8 thoughts on “From Dawn to Dusk

  1. Gorgeous photographs – and the suggested presence of a white-tailed sea eagle…. a resident or a visitor from Mull? The Golfer would be most obliged if you could arrange for it to visit at the same time as we do, which will probably be early May. You have been very industrious and I suppose the pleasure of pottering in a greenhouse is expanded many-fold by having a large polytunnel like yours.

    • WTS-eagles breed on the east coast of South Uist but they often come over to the west coast in the winter looking for a snack. Himself saw one sitting on a fence post on the croft two days ago and they sometimes loiter on the rocks by the cottage terrorising the local small bird population and making the gulls nervous!
      I’m really excited about you and the Golfer possibly coming here next year. If it helps I can e-mail a list of the best sites for campervans, although you are very welcome to park here on the croft and use the facilities, and some of the best birdwatching sites. Better get the garden ship-shape too.

      • We would be delighted to park at the Croft for a couple of days and if you had a little time to spare for a chin wag that would be lovely too. A list of campsites elsewhere would be useful but please don’t tidy the garden up just for us!

        • You will be made very welcome but I doubt if you’ll escape with a cuppa and a bun. Information will follow in the mail.

  2. I think I’d be tempted to just stand and watch the changing sky from sunrise to sunset, and never get any gardening done – beautiful photos. You’re lucky to have access to seaweed for the garden. I’ve read how good it is for the soil, but have never been allowed to haul a bag of dripping weed into the boot of the car when we visit the beach… maybe just as well if there’s a risk of flies hatching out as things warm up on the way home.

    • It is very tempting just to sit in the rocking chair by the window and watch the sky and sea change all day long.
      Seaweed is a wonderful source of organic matter for the garden and full of micro-nutrients. I am very fortunate to have access to as much as I’d like, and even better my neighbour collects it and delivers it by the agricultural trailer load. The latest load, about 20 tons, was delivered last week. Unfortunately it rots down to almost nothing so a bag won’t go very far, however you can buy milled dried seaweed by the bag. I’m sure it’s much easier to spread than the real thing and there are no flies to worry about.

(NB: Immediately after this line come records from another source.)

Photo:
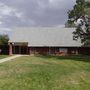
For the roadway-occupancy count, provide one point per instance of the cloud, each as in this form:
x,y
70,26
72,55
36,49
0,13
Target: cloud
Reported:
x,y
17,13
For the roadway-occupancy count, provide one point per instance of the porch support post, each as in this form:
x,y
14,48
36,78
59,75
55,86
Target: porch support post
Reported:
x,y
49,50
10,49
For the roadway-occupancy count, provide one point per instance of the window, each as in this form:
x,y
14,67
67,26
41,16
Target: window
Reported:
x,y
63,50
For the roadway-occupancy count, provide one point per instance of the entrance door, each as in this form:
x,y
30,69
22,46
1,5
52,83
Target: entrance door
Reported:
x,y
20,50
24,50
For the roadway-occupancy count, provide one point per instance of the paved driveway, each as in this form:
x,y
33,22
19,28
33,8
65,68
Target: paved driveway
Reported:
x,y
9,58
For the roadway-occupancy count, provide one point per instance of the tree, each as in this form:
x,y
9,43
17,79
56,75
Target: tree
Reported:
x,y
4,39
78,16
76,12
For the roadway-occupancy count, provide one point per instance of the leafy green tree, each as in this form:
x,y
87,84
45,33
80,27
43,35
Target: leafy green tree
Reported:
x,y
4,39
76,12
79,16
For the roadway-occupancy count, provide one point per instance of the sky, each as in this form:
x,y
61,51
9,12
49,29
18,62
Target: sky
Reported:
x,y
33,13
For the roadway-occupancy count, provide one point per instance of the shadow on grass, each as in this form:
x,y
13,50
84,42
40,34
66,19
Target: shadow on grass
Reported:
x,y
84,58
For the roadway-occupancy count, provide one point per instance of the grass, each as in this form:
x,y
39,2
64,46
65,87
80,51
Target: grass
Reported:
x,y
3,56
46,73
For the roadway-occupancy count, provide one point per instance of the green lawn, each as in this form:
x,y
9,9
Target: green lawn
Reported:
x,y
3,56
46,73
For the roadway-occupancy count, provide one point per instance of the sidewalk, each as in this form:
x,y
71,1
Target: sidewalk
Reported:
x,y
9,58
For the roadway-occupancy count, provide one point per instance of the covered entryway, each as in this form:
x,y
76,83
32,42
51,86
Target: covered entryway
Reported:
x,y
19,48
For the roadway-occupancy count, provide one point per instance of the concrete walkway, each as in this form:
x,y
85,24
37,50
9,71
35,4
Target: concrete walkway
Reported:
x,y
9,58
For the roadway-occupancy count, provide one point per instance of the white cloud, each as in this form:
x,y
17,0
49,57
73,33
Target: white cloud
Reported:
x,y
9,11
4,30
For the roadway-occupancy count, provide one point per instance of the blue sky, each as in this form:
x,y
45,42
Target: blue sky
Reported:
x,y
31,13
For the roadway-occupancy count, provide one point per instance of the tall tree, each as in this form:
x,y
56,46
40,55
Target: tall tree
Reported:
x,y
4,39
79,16
76,12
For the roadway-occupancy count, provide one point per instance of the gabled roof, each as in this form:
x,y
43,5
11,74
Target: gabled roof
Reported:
x,y
45,36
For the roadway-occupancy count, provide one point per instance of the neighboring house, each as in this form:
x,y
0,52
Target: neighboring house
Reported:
x,y
44,40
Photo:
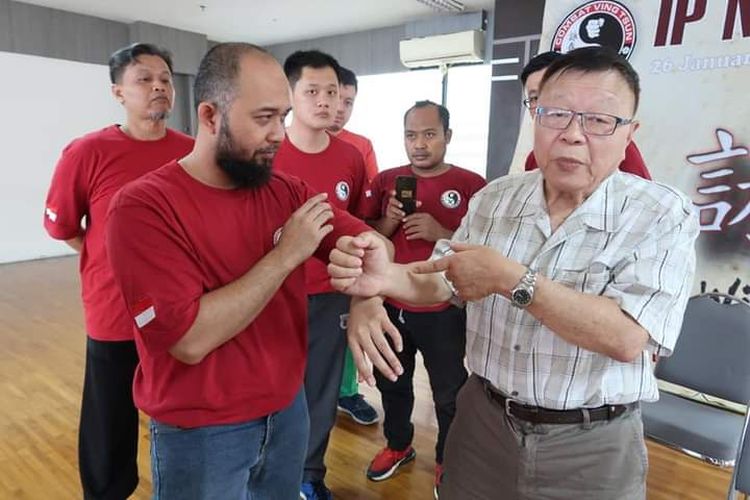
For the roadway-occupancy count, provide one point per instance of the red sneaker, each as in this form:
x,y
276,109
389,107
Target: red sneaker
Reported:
x,y
438,479
387,461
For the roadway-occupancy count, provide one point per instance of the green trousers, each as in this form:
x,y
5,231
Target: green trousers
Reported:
x,y
349,385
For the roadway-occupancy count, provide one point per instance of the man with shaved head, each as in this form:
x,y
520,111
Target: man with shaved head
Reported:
x,y
207,252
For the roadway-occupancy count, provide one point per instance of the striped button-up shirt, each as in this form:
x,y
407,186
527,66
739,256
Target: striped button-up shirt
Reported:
x,y
631,241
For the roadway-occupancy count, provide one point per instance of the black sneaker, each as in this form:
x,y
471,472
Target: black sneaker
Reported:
x,y
359,409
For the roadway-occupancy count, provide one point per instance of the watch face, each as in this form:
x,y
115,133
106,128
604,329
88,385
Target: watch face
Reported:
x,y
521,297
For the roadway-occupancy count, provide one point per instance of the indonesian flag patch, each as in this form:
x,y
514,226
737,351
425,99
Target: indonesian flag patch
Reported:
x,y
144,312
51,214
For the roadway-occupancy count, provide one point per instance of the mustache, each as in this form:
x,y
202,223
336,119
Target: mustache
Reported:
x,y
269,149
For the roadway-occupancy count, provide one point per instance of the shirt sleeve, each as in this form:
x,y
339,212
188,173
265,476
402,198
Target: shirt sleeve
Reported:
x,y
371,162
68,196
653,285
361,184
157,272
373,204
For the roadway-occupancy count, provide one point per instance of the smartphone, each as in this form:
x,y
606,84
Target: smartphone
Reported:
x,y
406,193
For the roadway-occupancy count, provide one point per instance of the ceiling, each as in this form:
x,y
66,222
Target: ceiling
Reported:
x,y
263,22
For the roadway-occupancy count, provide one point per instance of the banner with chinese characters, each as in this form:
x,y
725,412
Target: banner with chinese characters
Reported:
x,y
693,57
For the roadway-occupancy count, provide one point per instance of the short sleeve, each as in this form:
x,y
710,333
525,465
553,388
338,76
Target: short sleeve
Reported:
x,y
361,184
653,285
156,270
373,204
68,196
371,161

  3. I envy your seaweed supply and winter sunlit bench. And your stunning sunset and sunrise views I could live with having to deal with the rats and flies for those views alone. We have the odd rat here popping up and nesting in our compost bins that my husband dispatches with a pitchfork.

    • The view and the sunsets totally wipe out the irritations of daily life. I sometimes think that if I didn’t throw in the odd niggle that you wouldn’t believe that life on the edge of the world is wonderful even in on dark wet rainy mornings in December.
      Your husband must be a useful man to have around, I’m certainly not agile enough to go after the vermin with a pitch fork!